Assembling Arrays in Visual Notebooks
Combine data from multiple columns into a single column of type Array, consisting of an ordered list.
Arrays in Visual Notebooks can contain the following combinations of data types:
- Strings, numeric (i.e., double, integer, long), timestamp and Boolean (Note: all data is converted to string)
- Multiple arrays
If an Array consists entirely of numeric values, it will be labeled as type Vector.
Data analysis often involves a large number of concurrent mathematical operations on structured data (i.e., stored in a database and indexable by row and column). Matrix algebra is most commonly used to perform these operations efficiently. Arrays are equivalent to row vectors, and they complement the efficient column operations built into Visual Notebooks. Several transformations are provided for manipulating Arrays, including creating Arrays, extracting values from Arrays and disassembling Arrays.
Configuration

Configuration sidebar
| Field | Description |
|---|---|
| Name (default=none) | Name of the node - A user-specified node name, displayed in the canvas and in the dataframe as a tab. |
| Output Column Name Required | Output column name for the new Array column - Enter a name for the column containing the Array to be created. |
Drop Original Column(s) (default=On) | Toggle to drop or keep the original column - Leave the switch on to delete the original columns used to form the new Array. Except for the column names, column data is preserved in the new Array column. Toggle the switch off to keep the original columns. |
| Select Columns to Combine Required | Columns to combine to form a new Array column - Each column occupies a specific position in the Array. Columns are assembled from left to right based on ordering in the input dataframe. |
Node Inputs/Outputs
| Input | A Visual Notebooks dataframe |
|---|---|
| Output | A dataframe with at least one Array column and a column of labels |

Figure 1: Example dataframe output
Examples
The data shown in Figure 2 is used in the following example. It contains operating data for a number of gas turbine powered generators, including temperatures, pressures, speed, and output power components. We would like to group related columns into Arrays as follows:
Temperatures
- Inlet Temperature
- Combustion Temperature
- Exhaust 1 Temperature
- Exhaust 2 Temperature
Pressures
- Inlet Pressure
- Combustion Pressure
- Interstage Pressure
Speed
- Input RPM
Power Components
- Output Voltage
- Output Current
The first example demonstrates how to create a single Array from a group of columns. The second example demonstrates how to create a nested Array from multiple Arrays, each created with a unique group of columns.
The example data is available in the Visual Notebooks sample datasets.
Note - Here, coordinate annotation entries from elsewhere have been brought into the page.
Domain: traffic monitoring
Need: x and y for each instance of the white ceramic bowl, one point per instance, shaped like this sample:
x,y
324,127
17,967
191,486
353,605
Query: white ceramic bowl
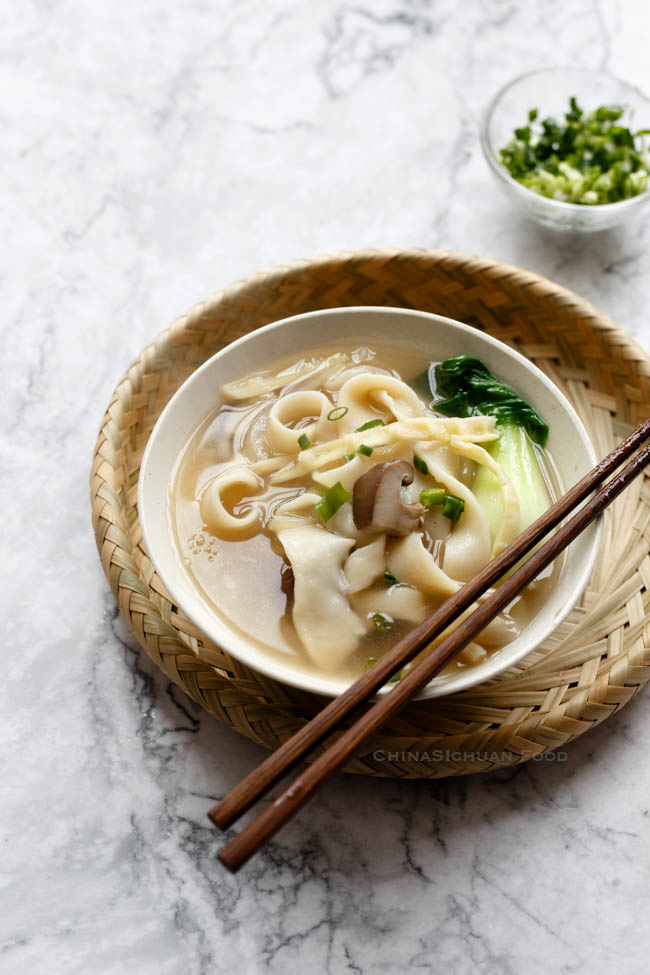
x,y
433,337
549,90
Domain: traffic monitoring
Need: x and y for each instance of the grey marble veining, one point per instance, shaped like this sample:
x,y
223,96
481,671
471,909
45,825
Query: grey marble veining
x,y
153,152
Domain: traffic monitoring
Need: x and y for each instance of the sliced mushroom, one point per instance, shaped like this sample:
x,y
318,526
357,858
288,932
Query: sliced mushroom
x,y
377,503
287,582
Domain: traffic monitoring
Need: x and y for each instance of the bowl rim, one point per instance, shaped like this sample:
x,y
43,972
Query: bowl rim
x,y
499,170
321,684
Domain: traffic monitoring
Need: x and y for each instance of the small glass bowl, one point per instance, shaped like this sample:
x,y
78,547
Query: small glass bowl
x,y
549,90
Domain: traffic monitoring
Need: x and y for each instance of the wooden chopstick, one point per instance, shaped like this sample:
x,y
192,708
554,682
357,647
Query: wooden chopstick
x,y
253,836
291,752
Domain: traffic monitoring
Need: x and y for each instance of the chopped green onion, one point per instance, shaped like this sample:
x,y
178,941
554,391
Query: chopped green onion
x,y
369,425
420,465
432,496
582,157
330,503
453,507
382,621
337,413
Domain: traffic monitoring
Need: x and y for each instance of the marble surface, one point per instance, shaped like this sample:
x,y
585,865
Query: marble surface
x,y
151,153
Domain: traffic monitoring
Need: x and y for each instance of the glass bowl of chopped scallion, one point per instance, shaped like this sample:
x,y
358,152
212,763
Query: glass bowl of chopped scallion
x,y
570,147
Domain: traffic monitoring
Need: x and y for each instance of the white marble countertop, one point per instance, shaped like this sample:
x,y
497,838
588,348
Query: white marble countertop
x,y
153,152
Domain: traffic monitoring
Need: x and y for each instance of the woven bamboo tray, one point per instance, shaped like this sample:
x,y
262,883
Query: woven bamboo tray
x,y
595,661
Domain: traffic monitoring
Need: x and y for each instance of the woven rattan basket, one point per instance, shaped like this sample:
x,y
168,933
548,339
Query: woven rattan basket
x,y
595,661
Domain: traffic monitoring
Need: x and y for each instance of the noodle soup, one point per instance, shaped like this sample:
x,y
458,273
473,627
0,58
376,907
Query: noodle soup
x,y
327,505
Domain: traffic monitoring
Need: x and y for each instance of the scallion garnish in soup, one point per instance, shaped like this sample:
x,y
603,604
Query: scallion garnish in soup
x,y
326,506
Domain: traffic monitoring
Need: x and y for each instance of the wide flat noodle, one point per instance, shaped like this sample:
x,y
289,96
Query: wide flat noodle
x,y
442,430
267,382
397,602
365,565
327,627
369,396
409,561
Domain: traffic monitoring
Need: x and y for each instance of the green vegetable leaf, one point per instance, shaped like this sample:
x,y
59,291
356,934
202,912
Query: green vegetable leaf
x,y
330,503
468,388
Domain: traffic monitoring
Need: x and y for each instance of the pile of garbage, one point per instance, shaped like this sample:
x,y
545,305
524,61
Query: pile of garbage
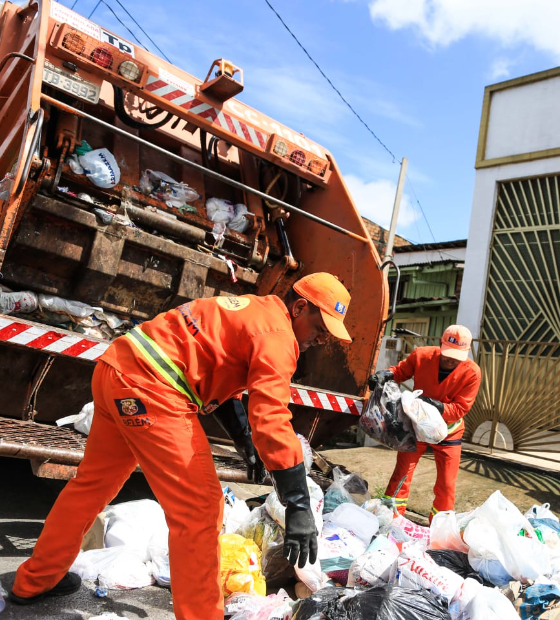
x,y
492,563
67,314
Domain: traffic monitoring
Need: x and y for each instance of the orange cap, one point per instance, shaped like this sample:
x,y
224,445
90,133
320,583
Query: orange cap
x,y
456,342
329,294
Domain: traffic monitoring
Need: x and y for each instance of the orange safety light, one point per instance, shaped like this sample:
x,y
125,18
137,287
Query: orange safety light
x,y
288,151
83,50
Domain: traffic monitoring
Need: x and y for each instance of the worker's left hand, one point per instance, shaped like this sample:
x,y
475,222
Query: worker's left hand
x,y
432,401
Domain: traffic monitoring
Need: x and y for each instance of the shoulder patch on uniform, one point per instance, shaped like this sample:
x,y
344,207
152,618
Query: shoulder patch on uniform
x,y
233,303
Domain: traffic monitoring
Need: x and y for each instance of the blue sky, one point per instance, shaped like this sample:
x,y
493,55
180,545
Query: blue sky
x,y
414,70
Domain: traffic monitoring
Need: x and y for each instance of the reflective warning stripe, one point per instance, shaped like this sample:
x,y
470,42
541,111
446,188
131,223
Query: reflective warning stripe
x,y
399,501
55,341
162,363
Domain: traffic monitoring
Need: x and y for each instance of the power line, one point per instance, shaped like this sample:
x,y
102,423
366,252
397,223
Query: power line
x,y
120,21
142,30
420,207
331,84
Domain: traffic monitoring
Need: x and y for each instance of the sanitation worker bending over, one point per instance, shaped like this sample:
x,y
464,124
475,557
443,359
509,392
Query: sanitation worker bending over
x,y
148,388
450,382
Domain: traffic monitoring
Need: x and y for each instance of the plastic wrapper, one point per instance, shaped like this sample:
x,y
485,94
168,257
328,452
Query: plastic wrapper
x,y
342,488
278,512
428,424
379,508
356,520
118,567
236,512
415,569
81,421
485,604
311,608
446,530
374,567
458,562
21,302
134,524
541,511
384,419
240,565
392,603
503,543
100,167
312,576
402,529
269,537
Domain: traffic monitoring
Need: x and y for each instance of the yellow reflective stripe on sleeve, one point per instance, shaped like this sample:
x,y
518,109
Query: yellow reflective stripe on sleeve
x,y
162,363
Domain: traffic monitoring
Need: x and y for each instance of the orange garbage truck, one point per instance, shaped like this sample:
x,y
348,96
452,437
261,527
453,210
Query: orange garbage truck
x,y
128,187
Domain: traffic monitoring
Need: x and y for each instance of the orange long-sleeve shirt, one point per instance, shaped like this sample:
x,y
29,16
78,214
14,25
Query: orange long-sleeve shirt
x,y
457,391
225,345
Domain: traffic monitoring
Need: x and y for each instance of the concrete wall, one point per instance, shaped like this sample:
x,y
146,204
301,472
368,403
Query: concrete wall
x,y
519,138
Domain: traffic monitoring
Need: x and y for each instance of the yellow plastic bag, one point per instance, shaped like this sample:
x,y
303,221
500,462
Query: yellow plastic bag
x,y
241,566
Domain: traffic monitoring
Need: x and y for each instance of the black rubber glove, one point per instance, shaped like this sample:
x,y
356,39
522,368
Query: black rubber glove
x,y
300,539
432,401
232,417
380,378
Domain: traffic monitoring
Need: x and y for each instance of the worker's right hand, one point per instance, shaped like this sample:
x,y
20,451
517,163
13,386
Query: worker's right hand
x,y
380,378
300,539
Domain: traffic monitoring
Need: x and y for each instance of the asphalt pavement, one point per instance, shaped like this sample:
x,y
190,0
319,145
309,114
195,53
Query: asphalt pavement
x,y
24,503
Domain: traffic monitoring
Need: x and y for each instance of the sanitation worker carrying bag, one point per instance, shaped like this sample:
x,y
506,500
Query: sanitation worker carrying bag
x,y
148,388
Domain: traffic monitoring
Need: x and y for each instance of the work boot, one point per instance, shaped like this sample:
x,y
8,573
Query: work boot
x,y
69,584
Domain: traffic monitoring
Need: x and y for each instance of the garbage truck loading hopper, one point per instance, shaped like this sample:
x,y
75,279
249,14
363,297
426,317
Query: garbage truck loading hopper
x,y
137,248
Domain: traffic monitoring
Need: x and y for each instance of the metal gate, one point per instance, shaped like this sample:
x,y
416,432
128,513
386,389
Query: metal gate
x,y
519,351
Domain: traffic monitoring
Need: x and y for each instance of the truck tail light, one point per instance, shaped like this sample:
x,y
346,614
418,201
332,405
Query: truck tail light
x,y
102,56
129,70
83,50
74,43
299,156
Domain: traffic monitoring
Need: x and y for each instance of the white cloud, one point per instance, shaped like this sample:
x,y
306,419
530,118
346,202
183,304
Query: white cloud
x,y
375,200
441,22
500,69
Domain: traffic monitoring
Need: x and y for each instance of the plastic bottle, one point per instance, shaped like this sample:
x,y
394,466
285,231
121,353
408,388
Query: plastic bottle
x,y
101,588
3,594
20,302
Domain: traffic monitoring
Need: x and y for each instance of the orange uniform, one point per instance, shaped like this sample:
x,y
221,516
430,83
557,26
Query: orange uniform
x,y
220,346
457,392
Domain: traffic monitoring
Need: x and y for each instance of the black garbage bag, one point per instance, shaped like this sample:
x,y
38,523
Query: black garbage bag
x,y
384,419
317,603
458,562
385,602
389,602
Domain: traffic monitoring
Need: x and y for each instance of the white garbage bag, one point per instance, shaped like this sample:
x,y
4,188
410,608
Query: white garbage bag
x,y
100,167
428,424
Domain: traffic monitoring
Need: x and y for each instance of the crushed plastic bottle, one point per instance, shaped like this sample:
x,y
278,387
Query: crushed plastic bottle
x,y
18,302
3,595
101,588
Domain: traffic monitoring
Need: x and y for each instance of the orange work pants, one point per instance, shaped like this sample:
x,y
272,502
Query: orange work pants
x,y
158,429
448,459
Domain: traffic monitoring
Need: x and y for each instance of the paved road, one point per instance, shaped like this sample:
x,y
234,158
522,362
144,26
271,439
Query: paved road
x,y
24,503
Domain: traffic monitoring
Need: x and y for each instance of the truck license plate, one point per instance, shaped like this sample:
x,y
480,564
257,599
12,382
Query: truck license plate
x,y
71,84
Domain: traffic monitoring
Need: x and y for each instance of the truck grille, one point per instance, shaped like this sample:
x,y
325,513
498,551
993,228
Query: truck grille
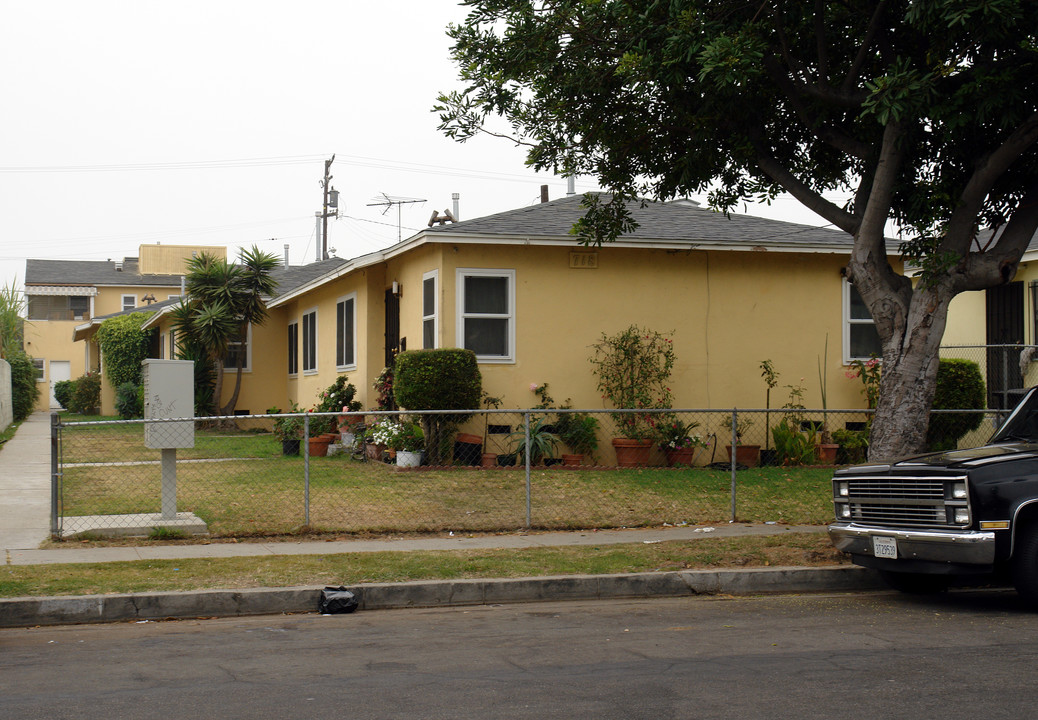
x,y
902,501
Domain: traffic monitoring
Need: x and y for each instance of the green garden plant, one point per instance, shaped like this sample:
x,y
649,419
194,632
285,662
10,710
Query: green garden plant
x,y
124,344
960,386
446,379
633,369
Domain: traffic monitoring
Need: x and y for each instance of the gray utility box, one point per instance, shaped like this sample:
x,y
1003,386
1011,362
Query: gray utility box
x,y
168,393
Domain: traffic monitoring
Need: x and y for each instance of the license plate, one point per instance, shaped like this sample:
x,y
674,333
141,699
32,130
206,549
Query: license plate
x,y
884,547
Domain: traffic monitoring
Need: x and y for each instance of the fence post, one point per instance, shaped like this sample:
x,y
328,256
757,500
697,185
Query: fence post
x,y
735,447
55,475
306,469
527,453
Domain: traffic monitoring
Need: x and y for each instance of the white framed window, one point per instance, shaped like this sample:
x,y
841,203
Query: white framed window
x,y
242,347
309,341
486,313
430,310
294,348
861,341
346,332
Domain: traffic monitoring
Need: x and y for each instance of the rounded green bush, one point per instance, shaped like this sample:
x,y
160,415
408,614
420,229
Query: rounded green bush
x,y
960,386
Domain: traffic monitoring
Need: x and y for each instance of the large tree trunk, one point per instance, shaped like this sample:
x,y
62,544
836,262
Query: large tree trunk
x,y
908,380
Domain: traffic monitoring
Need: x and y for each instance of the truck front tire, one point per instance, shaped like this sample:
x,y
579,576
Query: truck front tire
x,y
1025,563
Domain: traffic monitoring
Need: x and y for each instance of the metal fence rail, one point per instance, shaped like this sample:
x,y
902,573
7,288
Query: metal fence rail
x,y
236,480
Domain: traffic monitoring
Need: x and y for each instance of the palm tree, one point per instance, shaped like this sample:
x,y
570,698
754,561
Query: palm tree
x,y
222,301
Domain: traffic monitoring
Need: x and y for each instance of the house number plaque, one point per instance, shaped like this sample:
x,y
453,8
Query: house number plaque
x,y
583,259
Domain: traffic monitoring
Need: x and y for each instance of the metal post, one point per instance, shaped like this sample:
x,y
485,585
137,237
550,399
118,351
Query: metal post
x,y
169,483
306,469
735,447
528,488
55,476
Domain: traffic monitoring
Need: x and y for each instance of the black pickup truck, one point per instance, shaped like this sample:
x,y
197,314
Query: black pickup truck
x,y
926,521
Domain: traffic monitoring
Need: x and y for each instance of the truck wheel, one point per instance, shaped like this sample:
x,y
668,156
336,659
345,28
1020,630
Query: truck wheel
x,y
916,583
1025,564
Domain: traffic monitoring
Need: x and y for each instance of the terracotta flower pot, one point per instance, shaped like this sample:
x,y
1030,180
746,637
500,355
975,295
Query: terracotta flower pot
x,y
631,453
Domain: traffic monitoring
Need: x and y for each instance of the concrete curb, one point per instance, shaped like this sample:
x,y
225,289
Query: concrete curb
x,y
21,612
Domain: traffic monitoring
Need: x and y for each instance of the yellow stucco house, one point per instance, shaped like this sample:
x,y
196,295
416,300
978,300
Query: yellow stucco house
x,y
63,295
517,289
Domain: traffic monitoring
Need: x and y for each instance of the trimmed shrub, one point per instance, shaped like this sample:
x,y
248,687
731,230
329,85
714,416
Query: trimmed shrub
x,y
63,390
25,390
124,344
130,400
960,386
86,399
446,379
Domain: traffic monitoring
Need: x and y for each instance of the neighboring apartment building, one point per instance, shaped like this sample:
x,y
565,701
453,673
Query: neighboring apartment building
x,y
61,295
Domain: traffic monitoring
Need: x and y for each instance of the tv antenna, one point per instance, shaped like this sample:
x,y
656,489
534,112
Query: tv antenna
x,y
389,201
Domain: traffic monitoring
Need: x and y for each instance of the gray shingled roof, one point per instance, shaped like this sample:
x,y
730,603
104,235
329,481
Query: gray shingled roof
x,y
92,273
657,221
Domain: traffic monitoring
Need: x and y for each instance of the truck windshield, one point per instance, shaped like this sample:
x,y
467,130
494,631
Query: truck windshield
x,y
1022,422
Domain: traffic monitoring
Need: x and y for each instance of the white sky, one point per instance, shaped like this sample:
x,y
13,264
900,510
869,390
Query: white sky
x,y
130,121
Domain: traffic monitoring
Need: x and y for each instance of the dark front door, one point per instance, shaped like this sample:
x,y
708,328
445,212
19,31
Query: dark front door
x,y
392,327
1005,334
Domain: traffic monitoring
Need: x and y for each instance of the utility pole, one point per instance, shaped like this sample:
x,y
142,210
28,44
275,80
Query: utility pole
x,y
330,200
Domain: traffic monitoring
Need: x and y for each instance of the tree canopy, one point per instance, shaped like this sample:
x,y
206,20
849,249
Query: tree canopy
x,y
223,300
924,111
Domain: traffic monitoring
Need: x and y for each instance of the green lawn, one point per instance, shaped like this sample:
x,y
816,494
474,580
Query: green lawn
x,y
242,486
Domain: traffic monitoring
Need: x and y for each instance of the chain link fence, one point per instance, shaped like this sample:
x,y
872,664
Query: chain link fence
x,y
484,471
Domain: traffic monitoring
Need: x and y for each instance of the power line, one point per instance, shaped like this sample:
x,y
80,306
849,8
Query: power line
x,y
188,165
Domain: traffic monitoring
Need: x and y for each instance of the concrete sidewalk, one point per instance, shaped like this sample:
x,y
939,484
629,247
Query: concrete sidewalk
x,y
516,541
25,486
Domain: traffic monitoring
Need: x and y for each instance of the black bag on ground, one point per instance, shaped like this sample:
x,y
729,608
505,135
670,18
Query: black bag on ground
x,y
335,600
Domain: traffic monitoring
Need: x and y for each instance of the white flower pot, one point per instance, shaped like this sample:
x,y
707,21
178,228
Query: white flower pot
x,y
408,460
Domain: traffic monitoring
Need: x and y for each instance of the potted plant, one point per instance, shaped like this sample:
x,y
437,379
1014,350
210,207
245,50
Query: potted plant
x,y
409,441
288,430
826,448
378,437
542,441
633,368
744,454
489,460
770,377
679,442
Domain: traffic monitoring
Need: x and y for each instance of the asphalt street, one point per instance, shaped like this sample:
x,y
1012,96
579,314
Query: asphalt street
x,y
875,655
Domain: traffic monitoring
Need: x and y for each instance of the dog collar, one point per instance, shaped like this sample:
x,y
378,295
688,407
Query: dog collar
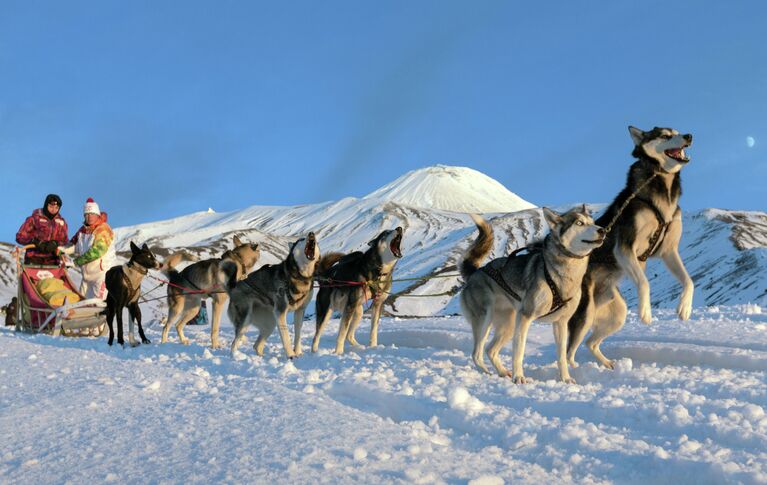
x,y
566,251
138,268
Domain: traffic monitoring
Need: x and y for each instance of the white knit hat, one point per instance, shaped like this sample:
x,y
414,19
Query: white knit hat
x,y
91,207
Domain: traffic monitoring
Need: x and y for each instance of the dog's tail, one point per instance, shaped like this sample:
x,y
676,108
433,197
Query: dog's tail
x,y
479,250
326,261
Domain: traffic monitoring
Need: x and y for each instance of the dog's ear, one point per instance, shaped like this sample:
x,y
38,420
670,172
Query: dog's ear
x,y
636,134
552,218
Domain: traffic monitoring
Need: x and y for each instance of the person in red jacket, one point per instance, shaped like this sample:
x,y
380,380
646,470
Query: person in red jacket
x,y
47,230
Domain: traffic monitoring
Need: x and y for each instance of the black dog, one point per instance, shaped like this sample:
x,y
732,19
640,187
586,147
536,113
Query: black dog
x,y
124,286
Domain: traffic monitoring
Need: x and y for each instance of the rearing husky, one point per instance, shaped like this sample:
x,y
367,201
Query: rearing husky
x,y
266,296
510,292
645,221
Figure 2: Example input data
Example 1 - Assemble simple Array from Temperature fields
In this example, we create an Array from the temperature columns.
- For simplicity, let's first drop all columns except the four temperature columns: Inlet_Temp, Comb_Temp, Exhaust_1_Temp, and Exhaust_2_Temp. Connect a Select or Drop Columns node to an existing node. In this case, it is connected to a CSV node with the example data provided.
- Ensure Select Columns to Keep is selected for Selection Method.
- In Select Columns to Combine check Select specific columns and add the four temperature columns. Click Run.
- Connect an Assemble Array node to the Select or Drop Columns node.
- Enter
Tempsfor Output Column Name. - Toggle Drop Original Columns to off.
- In Select Columns to Combine check Select specific columns and check Select all. Click Run.
After running the node, the new "Array" column can be found as the fifth column, which is shown in Figure 3. Note that the node has two output ports: "Dataset" and "Labels". "Dataset" is the dataframe output, while "Labels" is a list of the column names used to create the Array. Labels are useful when the original columns are dropped, and you need to preserve their names to identify entries in the Array.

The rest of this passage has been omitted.